United States. Washington is asking to suspend a rule that would take effect on May 2, citing unfair trade barriers. Bogotá responds with the intention of negotiating.
The U.S. government has issued a serious warning to the Colombian government due to the imminent entry into force of a technical regulation on automotive safety, which could curb U.S. exports of auto parts to Colombia, estimated at 700 million dollars per year.
In a letter sent on April 11 to the Minister in charge of Commerce, Industry and Tourism, Cielo Rusinque, Ambassador Jamieson Greer — representative of the Office of the U.S. Trade Representative (USTR) — called for a halt to the implementation of the new rules, scheduled to take effect on May 2. According to Washington, these measures ignore the security standards in force in the US and could translate into trade sanctions.
"Colombia's change of requirements without presenting evidence that current certification methods do not meet safety and performance objectives constitutes an unfair business practice," Greer said in the document.
The main concern of the U.S. is that the Colombian regulations would exclude certifications of the Federal Motor Vehicle Safety Standards (FMVSS), widely used in international automotive trade. This decision, Greer warned, could trigger immediate action by his government.
The U.S. Trade Office was clear in pointing out that, if Colombia's decision is upheld, the import of auto parts from the U.S. could completely cease, with significant consequences for both countries.
Among the expected impacts are higher costs for Colombian consumers, limitations in access to safer and more modern vehicles, and possible job losses in the automotive sales and service sector.
"Colombia's regulations will obstruct trade between the U.S. and Colombia and disrupt its economy without a reasonable expectation of improvements in public safety," the ambassador warned.
Although Washington supports Colombia's goal of improving vehicle safety, it insists that this should not be achieved at the cost of erecting barriers to trade.
Faced with the increase in tensions, the Colombian government formally filed a communication with the U.S. authorities to initiate a dialogue process aimed at reducing or eliminating the 10% tariff that affects Colombian exports. The message is clear: Colombia is willing to negotiate.
The president of the Colombian-American Chamber of Commerce (AmCham Colombia), María Claudia Lacouture, stressed that this step can open a door to a solution, but also warned about pending issues that could hinder the path.
"Both the executive orders and the statements of President Donald Trump have made clear that the tariffs seek to open a door to negotiation. As in any negotiation, it is essential to understand what is really on the table and how we can direct the process towards a positive outcome for Colombia."
Lacouture recalled that Colombia has relevant competitive advantages in this bilateral relationship, such as the current Free Trade Agreement and an export offer complementary to the U.S. one.
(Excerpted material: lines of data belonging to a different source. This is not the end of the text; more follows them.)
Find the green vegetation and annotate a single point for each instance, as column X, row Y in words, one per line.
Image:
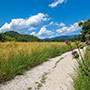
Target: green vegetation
column 14, row 36
column 15, row 58
column 82, row 77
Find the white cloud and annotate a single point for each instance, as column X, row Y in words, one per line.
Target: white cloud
column 32, row 28
column 55, row 3
column 65, row 30
column 44, row 32
column 60, row 25
column 51, row 23
column 33, row 33
column 19, row 24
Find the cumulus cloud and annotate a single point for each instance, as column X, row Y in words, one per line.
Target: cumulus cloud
column 60, row 25
column 18, row 24
column 44, row 32
column 51, row 23
column 33, row 33
column 70, row 29
column 55, row 3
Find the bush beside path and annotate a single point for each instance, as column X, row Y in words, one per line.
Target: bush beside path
column 54, row 74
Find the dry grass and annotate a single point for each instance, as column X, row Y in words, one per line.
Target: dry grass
column 15, row 58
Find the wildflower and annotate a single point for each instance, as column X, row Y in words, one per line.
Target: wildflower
column 86, row 42
column 81, row 46
column 88, row 34
column 66, row 41
column 73, row 52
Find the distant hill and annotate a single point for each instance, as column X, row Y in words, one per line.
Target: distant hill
column 15, row 36
column 61, row 37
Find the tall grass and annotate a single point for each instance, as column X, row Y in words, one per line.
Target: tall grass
column 16, row 58
column 82, row 77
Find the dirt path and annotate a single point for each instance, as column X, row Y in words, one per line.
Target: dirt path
column 51, row 75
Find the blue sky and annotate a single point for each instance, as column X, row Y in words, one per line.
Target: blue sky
column 43, row 18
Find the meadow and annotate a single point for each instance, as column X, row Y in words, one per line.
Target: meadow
column 17, row 57
column 82, row 77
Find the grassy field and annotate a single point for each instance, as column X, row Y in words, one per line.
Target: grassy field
column 82, row 78
column 16, row 58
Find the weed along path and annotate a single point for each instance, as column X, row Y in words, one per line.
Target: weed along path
column 51, row 75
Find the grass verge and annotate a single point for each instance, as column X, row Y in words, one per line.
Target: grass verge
column 16, row 58
column 82, row 77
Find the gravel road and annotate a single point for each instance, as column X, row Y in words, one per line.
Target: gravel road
column 51, row 75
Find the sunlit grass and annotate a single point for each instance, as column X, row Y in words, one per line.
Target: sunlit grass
column 82, row 77
column 16, row 58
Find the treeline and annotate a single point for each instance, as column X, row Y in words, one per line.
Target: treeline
column 14, row 36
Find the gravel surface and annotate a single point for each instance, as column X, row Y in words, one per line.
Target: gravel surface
column 51, row 75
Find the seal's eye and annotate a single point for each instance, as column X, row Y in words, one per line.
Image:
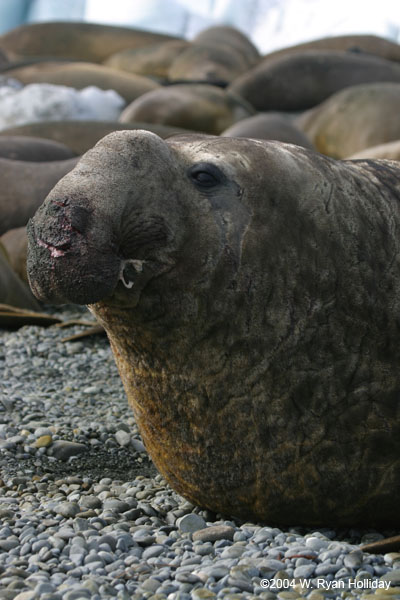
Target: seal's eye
column 206, row 175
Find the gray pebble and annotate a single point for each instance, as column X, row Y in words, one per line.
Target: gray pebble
column 214, row 533
column 64, row 449
column 191, row 523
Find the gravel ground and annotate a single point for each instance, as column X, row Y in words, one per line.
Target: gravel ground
column 84, row 514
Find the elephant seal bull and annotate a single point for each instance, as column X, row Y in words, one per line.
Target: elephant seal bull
column 251, row 294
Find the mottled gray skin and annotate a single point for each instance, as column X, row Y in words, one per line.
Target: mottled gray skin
column 259, row 341
column 23, row 187
column 299, row 81
column 269, row 126
column 31, row 149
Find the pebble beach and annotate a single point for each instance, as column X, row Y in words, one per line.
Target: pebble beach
column 84, row 513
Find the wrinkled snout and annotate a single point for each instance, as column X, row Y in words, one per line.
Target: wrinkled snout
column 71, row 257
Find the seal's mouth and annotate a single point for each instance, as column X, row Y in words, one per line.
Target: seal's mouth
column 68, row 264
column 128, row 271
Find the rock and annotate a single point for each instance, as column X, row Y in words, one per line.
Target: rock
column 214, row 533
column 64, row 449
column 190, row 523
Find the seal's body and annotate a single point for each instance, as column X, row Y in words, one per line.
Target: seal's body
column 251, row 294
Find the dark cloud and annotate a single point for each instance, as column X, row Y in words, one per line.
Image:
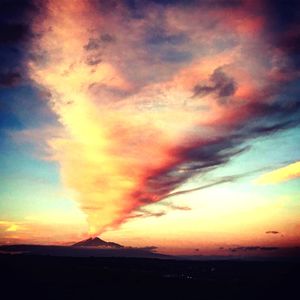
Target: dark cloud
column 221, row 84
column 253, row 248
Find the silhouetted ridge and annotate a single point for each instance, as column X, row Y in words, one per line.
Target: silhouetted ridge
column 97, row 242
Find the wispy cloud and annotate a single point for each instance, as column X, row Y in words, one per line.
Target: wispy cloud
column 153, row 95
column 291, row 171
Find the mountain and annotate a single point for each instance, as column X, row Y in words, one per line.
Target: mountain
column 97, row 242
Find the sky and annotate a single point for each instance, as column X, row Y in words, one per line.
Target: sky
column 172, row 124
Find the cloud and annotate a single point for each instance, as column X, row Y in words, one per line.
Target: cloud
column 128, row 89
column 291, row 171
column 253, row 248
column 10, row 79
column 221, row 84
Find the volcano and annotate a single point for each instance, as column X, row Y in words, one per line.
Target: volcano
column 97, row 242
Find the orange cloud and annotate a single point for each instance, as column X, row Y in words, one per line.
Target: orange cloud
column 128, row 113
column 283, row 174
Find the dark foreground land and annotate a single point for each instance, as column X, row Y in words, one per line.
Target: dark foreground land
column 50, row 277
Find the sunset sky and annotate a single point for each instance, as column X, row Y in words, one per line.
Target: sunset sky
column 172, row 124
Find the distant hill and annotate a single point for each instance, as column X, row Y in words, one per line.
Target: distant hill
column 97, row 242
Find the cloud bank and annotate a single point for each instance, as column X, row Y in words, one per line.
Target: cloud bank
column 148, row 95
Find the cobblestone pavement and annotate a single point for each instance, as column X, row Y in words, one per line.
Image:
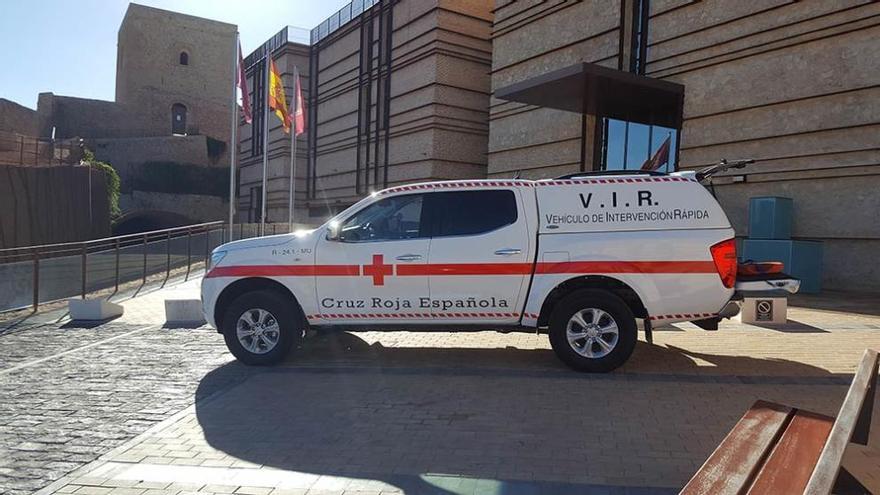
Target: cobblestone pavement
column 168, row 410
column 68, row 395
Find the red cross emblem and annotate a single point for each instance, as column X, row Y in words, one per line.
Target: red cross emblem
column 378, row 270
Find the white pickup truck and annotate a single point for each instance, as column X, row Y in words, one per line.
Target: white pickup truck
column 580, row 257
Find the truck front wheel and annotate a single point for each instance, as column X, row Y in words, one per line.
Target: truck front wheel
column 260, row 327
column 593, row 330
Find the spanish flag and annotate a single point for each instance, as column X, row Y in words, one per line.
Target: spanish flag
column 277, row 98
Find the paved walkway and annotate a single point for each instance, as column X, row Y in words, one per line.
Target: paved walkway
column 131, row 407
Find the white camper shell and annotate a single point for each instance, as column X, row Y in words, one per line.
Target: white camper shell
column 580, row 258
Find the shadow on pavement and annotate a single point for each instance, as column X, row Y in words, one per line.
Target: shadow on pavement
column 791, row 326
column 342, row 407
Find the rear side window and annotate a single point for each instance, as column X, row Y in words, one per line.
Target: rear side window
column 471, row 212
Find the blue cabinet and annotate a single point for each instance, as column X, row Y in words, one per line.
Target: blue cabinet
column 802, row 259
column 770, row 218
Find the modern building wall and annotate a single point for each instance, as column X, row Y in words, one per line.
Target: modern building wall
column 414, row 112
column 397, row 93
column 289, row 56
column 792, row 84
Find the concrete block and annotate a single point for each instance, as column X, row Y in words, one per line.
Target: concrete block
column 184, row 311
column 764, row 310
column 93, row 309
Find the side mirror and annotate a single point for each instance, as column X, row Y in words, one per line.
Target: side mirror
column 333, row 231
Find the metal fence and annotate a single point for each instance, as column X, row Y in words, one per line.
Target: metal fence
column 16, row 149
column 340, row 18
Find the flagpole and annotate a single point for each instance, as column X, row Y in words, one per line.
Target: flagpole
column 233, row 148
column 265, row 147
column 290, row 197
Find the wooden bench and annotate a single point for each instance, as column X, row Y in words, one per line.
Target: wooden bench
column 776, row 449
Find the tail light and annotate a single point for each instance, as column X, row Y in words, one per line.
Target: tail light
column 724, row 256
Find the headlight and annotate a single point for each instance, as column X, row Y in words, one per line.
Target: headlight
column 216, row 258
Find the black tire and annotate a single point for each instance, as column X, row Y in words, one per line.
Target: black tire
column 607, row 302
column 282, row 309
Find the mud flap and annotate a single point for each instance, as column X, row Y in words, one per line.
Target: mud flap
column 708, row 323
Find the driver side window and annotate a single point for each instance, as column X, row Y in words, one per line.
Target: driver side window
column 390, row 219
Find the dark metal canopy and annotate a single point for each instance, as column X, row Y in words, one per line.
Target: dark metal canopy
column 596, row 90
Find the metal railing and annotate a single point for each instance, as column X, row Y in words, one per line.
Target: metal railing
column 34, row 275
column 340, row 18
column 54, row 269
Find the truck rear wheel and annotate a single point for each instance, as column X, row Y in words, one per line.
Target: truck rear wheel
column 593, row 330
column 260, row 327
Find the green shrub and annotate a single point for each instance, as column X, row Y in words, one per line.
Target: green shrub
column 112, row 178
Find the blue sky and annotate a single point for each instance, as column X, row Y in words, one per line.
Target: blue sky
column 69, row 47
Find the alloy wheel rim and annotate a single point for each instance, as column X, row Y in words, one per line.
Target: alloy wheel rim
column 257, row 331
column 592, row 333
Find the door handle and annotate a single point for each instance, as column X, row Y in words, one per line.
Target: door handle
column 508, row 252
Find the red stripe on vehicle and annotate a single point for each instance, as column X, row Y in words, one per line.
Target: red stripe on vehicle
column 285, row 271
column 472, row 269
column 465, row 269
column 626, row 267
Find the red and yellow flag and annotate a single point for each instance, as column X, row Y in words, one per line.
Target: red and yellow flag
column 277, row 98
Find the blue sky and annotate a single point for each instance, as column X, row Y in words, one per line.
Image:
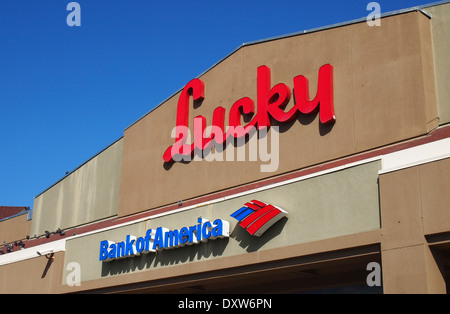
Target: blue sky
column 66, row 93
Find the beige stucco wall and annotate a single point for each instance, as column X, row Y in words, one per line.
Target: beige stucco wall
column 440, row 26
column 383, row 93
column 331, row 205
column 14, row 229
column 88, row 194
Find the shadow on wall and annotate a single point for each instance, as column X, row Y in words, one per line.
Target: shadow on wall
column 188, row 253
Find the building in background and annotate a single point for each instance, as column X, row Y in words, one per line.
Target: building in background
column 352, row 194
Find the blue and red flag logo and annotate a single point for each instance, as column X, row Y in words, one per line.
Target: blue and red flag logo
column 256, row 216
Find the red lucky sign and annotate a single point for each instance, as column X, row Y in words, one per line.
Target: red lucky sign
column 269, row 101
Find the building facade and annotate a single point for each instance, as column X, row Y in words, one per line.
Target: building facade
column 313, row 162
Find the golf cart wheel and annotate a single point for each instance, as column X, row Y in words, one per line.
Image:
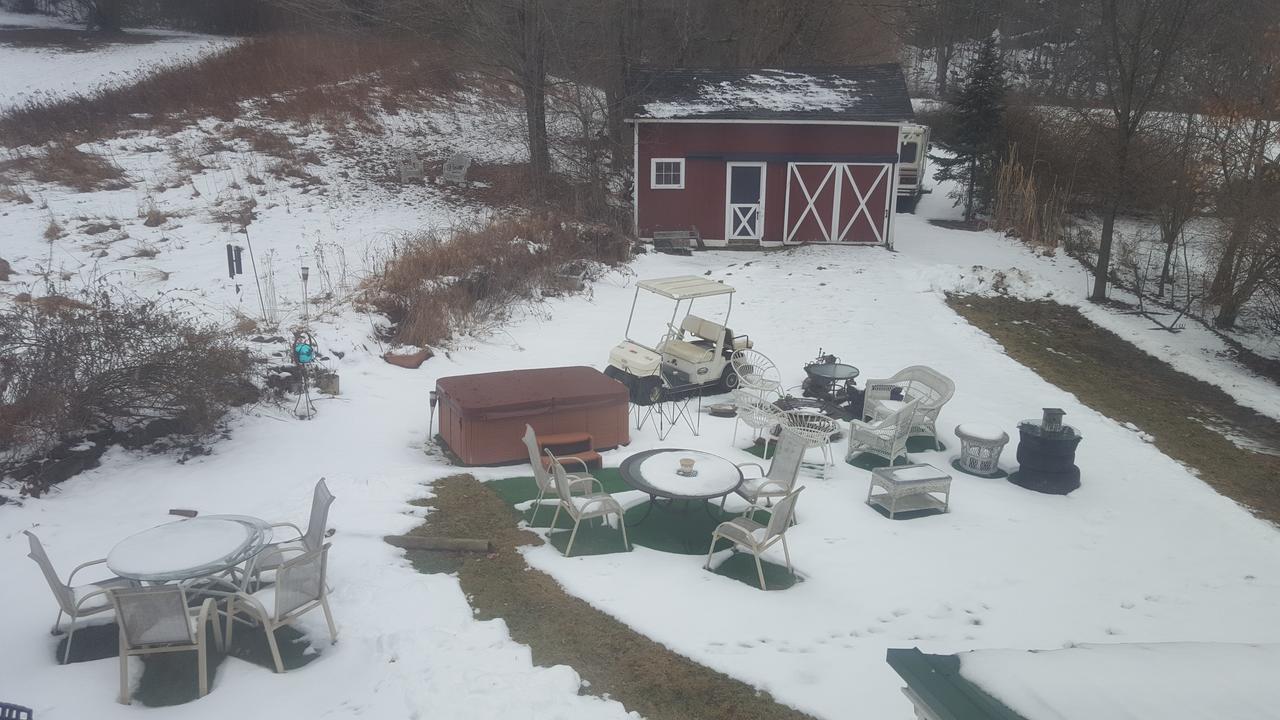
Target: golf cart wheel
column 730, row 381
column 648, row 391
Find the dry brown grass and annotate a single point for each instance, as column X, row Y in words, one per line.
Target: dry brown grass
column 470, row 279
column 65, row 164
column 302, row 74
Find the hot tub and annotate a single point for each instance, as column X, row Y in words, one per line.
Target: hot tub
column 483, row 417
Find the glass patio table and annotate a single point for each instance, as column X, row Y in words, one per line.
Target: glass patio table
column 186, row 550
column 656, row 473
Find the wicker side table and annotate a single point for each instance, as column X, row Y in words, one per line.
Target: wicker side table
column 979, row 450
column 908, row 488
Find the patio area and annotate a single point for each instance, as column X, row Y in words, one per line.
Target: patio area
column 1142, row 551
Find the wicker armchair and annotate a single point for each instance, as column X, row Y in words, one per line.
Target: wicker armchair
column 931, row 388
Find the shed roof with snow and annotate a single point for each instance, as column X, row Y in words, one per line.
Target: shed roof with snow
column 850, row 94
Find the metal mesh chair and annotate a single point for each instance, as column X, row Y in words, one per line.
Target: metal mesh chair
column 300, row 587
column 158, row 619
column 76, row 601
column 755, row 372
column 593, row 504
column 755, row 538
column 543, row 475
column 275, row 554
column 758, row 414
column 781, row 477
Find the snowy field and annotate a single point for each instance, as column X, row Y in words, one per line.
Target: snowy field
column 1142, row 552
column 35, row 73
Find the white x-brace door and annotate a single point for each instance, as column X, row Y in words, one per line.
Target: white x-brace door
column 744, row 200
column 822, row 199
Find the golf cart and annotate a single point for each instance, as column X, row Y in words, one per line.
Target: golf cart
column 691, row 358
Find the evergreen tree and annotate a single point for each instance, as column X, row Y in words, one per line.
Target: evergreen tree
column 977, row 121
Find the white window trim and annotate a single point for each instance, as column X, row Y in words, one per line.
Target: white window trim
column 653, row 173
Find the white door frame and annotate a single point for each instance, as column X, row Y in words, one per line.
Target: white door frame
column 840, row 173
column 731, row 222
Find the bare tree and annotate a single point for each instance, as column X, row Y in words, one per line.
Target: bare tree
column 1136, row 44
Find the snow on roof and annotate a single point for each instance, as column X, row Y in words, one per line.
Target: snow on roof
column 682, row 287
column 862, row 92
column 1097, row 682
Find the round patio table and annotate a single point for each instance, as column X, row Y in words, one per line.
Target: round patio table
column 654, row 473
column 188, row 548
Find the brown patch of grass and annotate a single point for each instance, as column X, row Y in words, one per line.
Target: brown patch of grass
column 1120, row 381
column 472, row 278
column 561, row 629
column 214, row 85
column 65, row 164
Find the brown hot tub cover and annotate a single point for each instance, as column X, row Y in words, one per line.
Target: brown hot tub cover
column 483, row 417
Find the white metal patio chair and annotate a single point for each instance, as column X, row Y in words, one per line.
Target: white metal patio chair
column 816, row 429
column 76, row 601
column 543, row 475
column 931, row 388
column 592, row 504
column 781, row 477
column 274, row 555
column 885, row 437
column 158, row 619
column 755, row 372
column 758, row 414
column 755, row 538
column 300, row 587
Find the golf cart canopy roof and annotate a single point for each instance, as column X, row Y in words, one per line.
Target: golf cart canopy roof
column 685, row 287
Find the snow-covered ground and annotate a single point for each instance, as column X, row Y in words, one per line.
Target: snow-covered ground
column 1142, row 552
column 40, row 73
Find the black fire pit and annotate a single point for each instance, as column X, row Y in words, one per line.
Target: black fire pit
column 1046, row 455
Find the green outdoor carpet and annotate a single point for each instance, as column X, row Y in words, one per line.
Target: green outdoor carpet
column 169, row 678
column 679, row 528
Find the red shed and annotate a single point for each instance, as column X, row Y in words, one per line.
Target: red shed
column 768, row 156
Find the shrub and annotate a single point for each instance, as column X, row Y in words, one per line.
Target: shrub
column 108, row 360
column 434, row 285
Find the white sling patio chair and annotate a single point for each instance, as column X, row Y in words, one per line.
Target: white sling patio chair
column 885, row 437
column 758, row 414
column 76, row 601
column 543, row 475
column 275, row 554
column 755, row 538
column 781, row 477
column 158, row 619
column 300, row 587
column 592, row 504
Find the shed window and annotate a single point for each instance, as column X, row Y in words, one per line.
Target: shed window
column 667, row 173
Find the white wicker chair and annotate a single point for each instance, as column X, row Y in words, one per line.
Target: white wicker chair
column 781, row 477
column 885, row 437
column 318, row 525
column 758, row 414
column 543, row 477
column 755, row 538
column 593, row 504
column 918, row 382
column 816, row 429
column 76, row 601
column 300, row 587
column 755, row 372
column 158, row 619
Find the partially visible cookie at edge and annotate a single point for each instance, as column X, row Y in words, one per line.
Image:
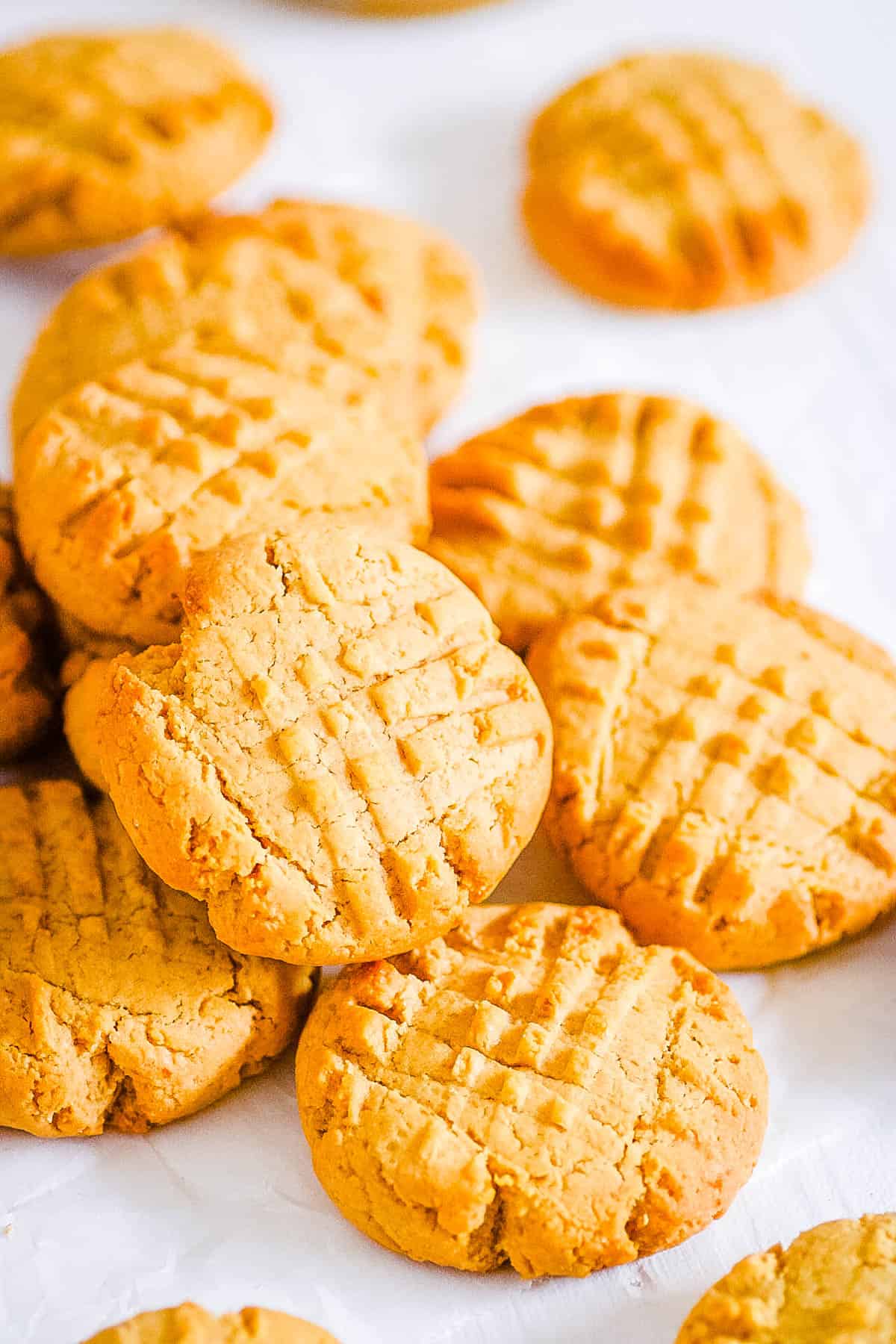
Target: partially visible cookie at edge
column 119, row 1007
column 531, row 1089
column 835, row 1284
column 191, row 1324
column 687, row 181
column 27, row 690
column 104, row 134
column 544, row 512
column 724, row 769
column 339, row 756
However, he acknowledged that at least ten sensitive issues remain on the agenda, including precisely the certification of auto parts, the ad valorem tax, intellectual property issues, the fight against counterfeiting, and digital taxes.
"Concrete progress on these points will be decisive for Colombia to enter into a negotiation that allows it to exclude or reduce that 10% tariff. To achieve this, it is also important to work together between the public and private sectors. This is the best strategy to defend preferential access to the U.S. market and protect investment employment in Colombia," he said.
This diplomatic exchange occurs in a context of reconfiguration of trade relations and only weeks before the new technical standards come into force. Washington's warning leaves little room for maneuver and poses a direct challenge to the Colombian government's trade strategy.
With the clock counting down to May 2, the next few days will be decisive for the future of economic relations between the two countries.